How to think about improvement

Real improvement

Real improvement usually looks like this:

  • more passed cases overall
  • hard refusal cases still pass
  • mixed professional prompts pass more often
  • persona checks sound more like your preferred style
  • regulated-domain answers stay cautious

Suspicious improvement

Be careful if:

  • the model refuses more prompts and the average scores improve only because it stopped answering
  • citation scores change even though you did not ingest new documents
  • one average metric improved, but hard-refusal or regulated-domain cases regressed

How to think about degradation

There are two common degradation patterns:

Over-refusal

This happens when the model becomes too strict and starts refusing allowed mixed-domain prompts such as:

  • gaming infrastructure
  • sports sponsorship accounting
  • celebrity-founded SaaS analysis

Under-refusal

This happens when the model starts answering sports, movies, gaming, or celebrity prompts directly.

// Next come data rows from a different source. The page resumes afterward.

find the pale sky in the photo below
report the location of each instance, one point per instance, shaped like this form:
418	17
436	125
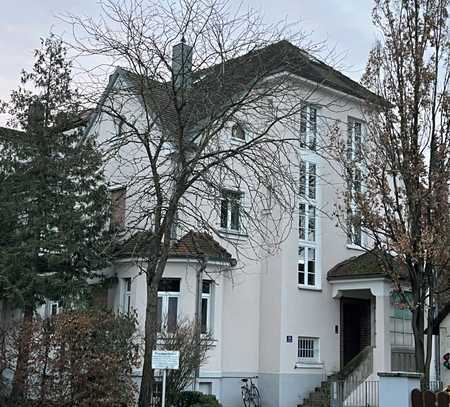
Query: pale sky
345	25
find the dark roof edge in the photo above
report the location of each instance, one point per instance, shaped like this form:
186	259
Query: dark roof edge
112	80
359	276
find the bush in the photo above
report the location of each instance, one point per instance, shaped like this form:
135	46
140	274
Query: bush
196	399
78	358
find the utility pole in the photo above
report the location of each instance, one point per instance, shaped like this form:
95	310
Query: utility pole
198	315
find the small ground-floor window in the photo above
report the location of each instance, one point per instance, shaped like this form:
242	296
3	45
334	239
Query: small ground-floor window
308	349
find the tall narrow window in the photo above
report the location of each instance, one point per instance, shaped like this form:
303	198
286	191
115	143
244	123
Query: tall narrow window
168	296
230	210
118	208
308	127
308	273
126	295
354	156
308	349
206	307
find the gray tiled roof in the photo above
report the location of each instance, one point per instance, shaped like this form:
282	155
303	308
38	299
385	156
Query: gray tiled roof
191	245
217	86
366	265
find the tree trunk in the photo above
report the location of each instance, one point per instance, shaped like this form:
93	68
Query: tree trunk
419	344
23	356
150	336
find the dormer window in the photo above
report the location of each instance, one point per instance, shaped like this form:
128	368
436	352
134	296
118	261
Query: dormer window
237	132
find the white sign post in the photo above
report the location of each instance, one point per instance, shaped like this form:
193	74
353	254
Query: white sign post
163	360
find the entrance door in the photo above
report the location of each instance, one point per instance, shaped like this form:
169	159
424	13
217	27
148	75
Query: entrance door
355	323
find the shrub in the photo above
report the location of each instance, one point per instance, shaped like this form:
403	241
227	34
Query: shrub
80	358
196	399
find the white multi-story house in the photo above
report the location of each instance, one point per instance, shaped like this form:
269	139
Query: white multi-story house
317	307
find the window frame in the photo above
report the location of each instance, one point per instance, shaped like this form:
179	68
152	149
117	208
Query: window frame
315	359
405	316
165	299
208	297
49	306
306	218
118	207
355	235
126	306
308	127
238	125
239	198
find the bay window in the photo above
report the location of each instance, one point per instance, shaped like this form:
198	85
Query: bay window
230	210
308	275
168	297
308	127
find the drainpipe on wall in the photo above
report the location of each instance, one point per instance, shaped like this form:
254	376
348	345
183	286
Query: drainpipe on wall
198	314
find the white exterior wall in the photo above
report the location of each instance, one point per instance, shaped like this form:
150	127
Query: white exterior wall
259	304
444	345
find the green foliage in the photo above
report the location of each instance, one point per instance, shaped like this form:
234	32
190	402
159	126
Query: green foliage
78	358
196	399
53	200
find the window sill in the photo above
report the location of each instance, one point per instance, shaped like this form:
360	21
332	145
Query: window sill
237	141
233	233
309	365
309	288
353	246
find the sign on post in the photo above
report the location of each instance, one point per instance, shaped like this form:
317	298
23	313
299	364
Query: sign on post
163	360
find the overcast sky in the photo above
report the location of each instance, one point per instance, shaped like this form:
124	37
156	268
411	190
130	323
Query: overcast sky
344	24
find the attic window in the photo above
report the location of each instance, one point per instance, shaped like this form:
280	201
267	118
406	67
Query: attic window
118	208
237	132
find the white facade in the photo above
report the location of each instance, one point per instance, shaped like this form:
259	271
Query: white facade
266	323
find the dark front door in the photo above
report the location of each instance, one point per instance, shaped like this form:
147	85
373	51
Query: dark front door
355	322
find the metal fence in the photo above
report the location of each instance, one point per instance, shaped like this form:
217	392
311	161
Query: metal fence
436	386
157	394
364	394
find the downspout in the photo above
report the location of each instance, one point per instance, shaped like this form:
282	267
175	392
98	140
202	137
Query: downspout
198	315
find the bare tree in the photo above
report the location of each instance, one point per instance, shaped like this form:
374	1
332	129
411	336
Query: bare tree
195	73
398	175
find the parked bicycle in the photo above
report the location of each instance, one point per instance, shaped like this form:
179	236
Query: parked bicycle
250	393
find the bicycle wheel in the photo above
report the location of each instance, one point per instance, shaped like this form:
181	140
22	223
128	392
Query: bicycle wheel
246	396
256	398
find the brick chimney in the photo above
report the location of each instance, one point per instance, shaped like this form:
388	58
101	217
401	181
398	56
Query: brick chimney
182	65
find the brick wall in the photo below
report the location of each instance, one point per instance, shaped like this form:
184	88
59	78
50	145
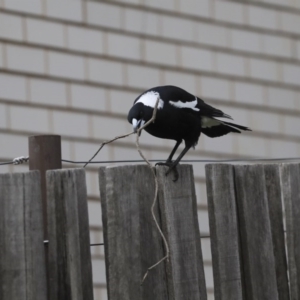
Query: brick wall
74	68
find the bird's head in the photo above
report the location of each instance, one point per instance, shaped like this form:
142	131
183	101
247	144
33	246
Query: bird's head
138	115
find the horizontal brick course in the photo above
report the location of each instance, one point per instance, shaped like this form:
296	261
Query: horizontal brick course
162	53
11	27
197	59
70	124
262	17
28	6
83	39
66	10
180	29
25	59
230	12
104	14
66	65
141	21
100	70
48	92
3	116
13	87
231	64
142	77
88	97
29	119
124	46
45	33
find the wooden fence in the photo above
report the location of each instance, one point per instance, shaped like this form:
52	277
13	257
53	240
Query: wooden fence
246	204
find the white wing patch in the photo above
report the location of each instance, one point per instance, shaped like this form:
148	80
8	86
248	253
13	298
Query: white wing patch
190	104
208	122
150	98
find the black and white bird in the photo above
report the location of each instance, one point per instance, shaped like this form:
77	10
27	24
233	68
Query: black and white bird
180	116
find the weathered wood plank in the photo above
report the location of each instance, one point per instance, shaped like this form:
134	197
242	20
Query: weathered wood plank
178	206
22	255
132	242
70	271
290	179
224	233
273	189
255	232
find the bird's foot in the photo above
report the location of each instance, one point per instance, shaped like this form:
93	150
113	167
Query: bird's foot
172	167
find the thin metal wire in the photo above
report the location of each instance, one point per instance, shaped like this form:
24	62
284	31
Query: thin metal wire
186	160
183	160
6	163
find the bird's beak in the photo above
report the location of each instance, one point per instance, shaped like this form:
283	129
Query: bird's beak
136	124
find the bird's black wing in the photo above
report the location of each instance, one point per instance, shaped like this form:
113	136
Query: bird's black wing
209	111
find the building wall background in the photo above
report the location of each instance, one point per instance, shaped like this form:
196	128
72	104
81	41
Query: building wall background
74	68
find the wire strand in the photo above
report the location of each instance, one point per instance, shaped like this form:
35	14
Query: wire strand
186	160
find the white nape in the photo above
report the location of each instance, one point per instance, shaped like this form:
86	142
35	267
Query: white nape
188	104
150	98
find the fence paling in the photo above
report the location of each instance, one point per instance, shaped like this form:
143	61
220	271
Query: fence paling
70	272
273	189
258	210
290	180
132	241
178	205
223	223
22	256
255	231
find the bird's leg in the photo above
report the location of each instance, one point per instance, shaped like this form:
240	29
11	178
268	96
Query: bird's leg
173	165
173	151
169	160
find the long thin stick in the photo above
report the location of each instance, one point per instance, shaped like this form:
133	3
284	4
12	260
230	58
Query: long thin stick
107	142
152	120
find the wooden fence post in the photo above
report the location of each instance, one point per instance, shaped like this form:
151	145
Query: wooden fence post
44	154
132	241
70	271
224	232
22	256
290	178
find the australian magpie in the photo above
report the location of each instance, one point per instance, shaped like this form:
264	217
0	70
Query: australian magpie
180	116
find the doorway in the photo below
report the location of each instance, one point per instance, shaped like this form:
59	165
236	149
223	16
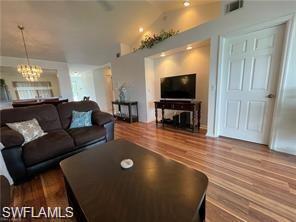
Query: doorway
251	67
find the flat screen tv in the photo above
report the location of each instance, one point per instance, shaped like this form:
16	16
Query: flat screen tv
178	87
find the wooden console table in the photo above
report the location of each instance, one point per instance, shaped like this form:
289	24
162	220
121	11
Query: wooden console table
194	107
121	116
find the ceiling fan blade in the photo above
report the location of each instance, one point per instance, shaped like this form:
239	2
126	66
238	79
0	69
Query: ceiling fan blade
105	5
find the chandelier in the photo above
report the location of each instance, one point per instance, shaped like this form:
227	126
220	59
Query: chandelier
29	72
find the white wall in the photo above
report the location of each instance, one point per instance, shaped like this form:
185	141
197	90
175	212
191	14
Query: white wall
62	71
182	19
134	77
150	79
103	88
187	62
83	85
131	67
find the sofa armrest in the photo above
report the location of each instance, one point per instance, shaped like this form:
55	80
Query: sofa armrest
10	138
15	164
101	118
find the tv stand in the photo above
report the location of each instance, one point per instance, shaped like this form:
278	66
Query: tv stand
190	106
177	101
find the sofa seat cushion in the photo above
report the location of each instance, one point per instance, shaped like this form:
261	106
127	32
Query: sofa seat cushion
86	135
51	145
10	138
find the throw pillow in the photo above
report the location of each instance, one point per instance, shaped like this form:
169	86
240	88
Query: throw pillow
30	129
81	119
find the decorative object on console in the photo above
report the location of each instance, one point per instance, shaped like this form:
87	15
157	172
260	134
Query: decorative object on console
30	129
126	163
81	119
150	41
28	71
189	106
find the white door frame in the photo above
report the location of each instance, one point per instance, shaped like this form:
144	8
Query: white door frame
290	27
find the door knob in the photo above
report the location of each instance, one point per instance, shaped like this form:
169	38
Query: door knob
270	96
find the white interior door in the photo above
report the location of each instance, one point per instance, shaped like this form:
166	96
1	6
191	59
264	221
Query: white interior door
249	82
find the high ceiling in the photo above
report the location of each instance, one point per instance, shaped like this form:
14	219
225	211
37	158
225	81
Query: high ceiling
84	32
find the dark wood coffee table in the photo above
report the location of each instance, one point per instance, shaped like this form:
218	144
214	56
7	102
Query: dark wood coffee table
155	189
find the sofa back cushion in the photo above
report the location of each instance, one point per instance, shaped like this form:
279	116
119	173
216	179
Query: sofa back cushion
65	110
46	115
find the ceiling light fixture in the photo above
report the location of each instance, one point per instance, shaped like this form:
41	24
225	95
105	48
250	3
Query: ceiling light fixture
186	3
189	47
29	72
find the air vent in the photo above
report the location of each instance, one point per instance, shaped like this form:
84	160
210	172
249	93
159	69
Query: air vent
232	6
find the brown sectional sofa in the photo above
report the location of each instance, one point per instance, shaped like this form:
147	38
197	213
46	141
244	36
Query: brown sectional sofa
24	161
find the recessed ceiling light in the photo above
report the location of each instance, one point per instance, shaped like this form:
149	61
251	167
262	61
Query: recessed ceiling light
189	47
186	3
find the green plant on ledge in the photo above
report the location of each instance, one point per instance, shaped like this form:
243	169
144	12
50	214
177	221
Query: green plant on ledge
150	41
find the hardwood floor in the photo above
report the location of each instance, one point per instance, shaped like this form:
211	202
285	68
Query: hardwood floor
247	182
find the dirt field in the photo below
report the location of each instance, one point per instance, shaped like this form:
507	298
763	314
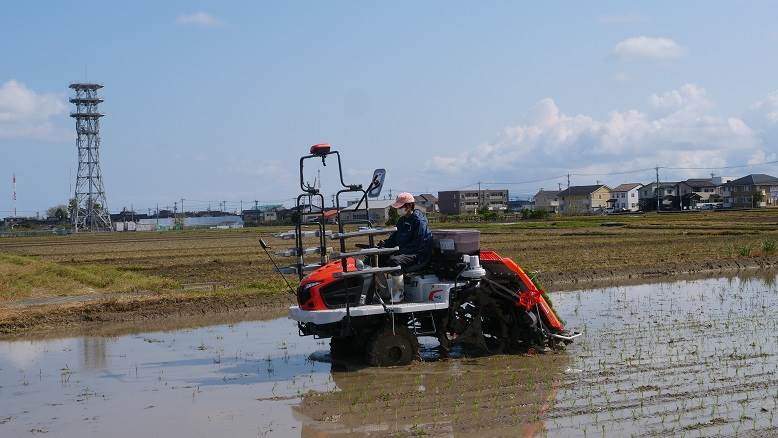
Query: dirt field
142	275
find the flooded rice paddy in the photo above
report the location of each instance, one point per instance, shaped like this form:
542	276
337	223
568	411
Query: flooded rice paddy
692	358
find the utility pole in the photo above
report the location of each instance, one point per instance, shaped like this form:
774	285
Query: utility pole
479	197
657	189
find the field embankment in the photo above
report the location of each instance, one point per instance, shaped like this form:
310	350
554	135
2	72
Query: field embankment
68	280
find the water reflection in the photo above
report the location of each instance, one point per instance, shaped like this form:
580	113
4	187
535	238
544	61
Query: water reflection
94	352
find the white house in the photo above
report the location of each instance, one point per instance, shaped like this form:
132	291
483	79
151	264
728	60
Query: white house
627	197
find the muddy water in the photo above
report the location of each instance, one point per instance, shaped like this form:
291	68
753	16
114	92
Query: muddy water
694	358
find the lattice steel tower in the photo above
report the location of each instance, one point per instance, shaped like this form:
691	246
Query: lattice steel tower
91	212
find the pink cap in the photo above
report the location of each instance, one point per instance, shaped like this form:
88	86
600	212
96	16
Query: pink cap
402	199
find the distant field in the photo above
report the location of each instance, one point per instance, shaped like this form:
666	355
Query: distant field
563	249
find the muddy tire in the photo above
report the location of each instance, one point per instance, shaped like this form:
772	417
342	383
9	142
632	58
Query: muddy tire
386	348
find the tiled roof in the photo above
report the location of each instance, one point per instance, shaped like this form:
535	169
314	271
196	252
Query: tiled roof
755	179
580	190
626	187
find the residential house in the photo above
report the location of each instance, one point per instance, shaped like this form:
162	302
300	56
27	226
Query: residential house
520	204
585	199
377	212
751	191
547	200
426	202
667	192
627	197
470	201
697	190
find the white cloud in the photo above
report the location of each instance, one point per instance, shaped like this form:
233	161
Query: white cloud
647	48
200	18
622	19
266	170
677	131
688	96
768	108
27	114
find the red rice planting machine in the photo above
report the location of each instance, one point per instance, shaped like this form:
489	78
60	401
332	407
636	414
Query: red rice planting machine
464	295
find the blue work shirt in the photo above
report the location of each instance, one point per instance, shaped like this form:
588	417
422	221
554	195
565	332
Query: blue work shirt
413	236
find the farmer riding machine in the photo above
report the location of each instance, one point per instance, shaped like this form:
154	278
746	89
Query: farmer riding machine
464	295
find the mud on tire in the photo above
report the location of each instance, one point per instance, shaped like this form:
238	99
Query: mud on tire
386	348
342	347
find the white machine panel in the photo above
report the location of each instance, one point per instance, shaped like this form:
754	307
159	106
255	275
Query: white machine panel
334	315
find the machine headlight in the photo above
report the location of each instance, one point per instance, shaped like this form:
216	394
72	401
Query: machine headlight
304	292
308	286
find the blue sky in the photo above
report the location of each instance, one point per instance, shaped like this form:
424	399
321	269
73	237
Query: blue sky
212	101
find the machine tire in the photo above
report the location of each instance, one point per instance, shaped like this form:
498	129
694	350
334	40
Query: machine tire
386	348
495	327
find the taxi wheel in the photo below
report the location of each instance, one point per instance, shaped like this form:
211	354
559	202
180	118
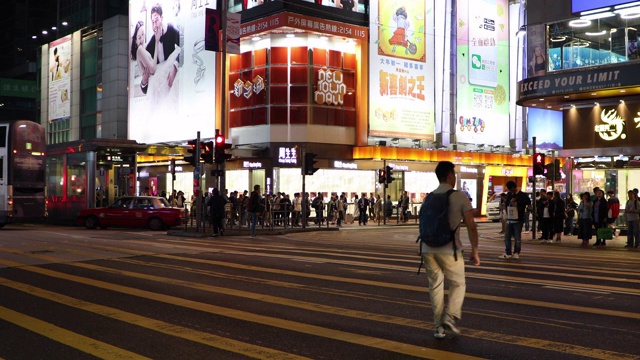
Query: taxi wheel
155	224
91	222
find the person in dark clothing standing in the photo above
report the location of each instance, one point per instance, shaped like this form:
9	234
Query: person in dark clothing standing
516	202
363	204
544	216
599	215
216	209
558	215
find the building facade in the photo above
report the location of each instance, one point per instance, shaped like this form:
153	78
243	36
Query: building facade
582	60
364	87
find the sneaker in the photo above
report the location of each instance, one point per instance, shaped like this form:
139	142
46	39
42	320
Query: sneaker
450	324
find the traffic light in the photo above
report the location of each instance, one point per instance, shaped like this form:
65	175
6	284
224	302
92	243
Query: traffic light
309	163
553	170
538	164
206	152
220	149
381	176
389	174
191	153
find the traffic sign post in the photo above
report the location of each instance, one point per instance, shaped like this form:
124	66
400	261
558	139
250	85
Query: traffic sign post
196	185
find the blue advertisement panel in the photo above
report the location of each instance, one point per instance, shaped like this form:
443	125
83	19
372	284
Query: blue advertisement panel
585	5
483	72
546	126
401	70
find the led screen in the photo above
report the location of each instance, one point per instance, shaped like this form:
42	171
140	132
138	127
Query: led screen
483	72
402	70
60	79
546	126
584	5
172	85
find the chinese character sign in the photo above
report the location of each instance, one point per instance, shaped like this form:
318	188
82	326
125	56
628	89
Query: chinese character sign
60	79
483	72
402	68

Example from the current 3B guardrail matrix

The current benchmark results for qwen2.5-3b-instruct show:

xychart-beta
    title "3B Guardrail Matrix Pass Rate"
    x-axis ["original_model", "relaxed", "standard", "strict"]
    y-axis "Pass Rate" 0 --> 1
    bar [0.750, 0.750, 0.750, 0.562]

How to read that:

  • original_model is too loose because it fails hard-refusal cases
  • strict is too aggressive because it over-refuses allowed mixed-domain prompts
  • standard is still the best default, even though it still needs better mixed-domain handling

Real report files you can open:

The four-step reading order

When you compare two runs, use this order:

  1. check hard-refusal cases
  2. check mixed-domain boundary cases
  3. check persona-style cases
  4. only then look at averages

This avoids being misled by a nicer-looking overall score.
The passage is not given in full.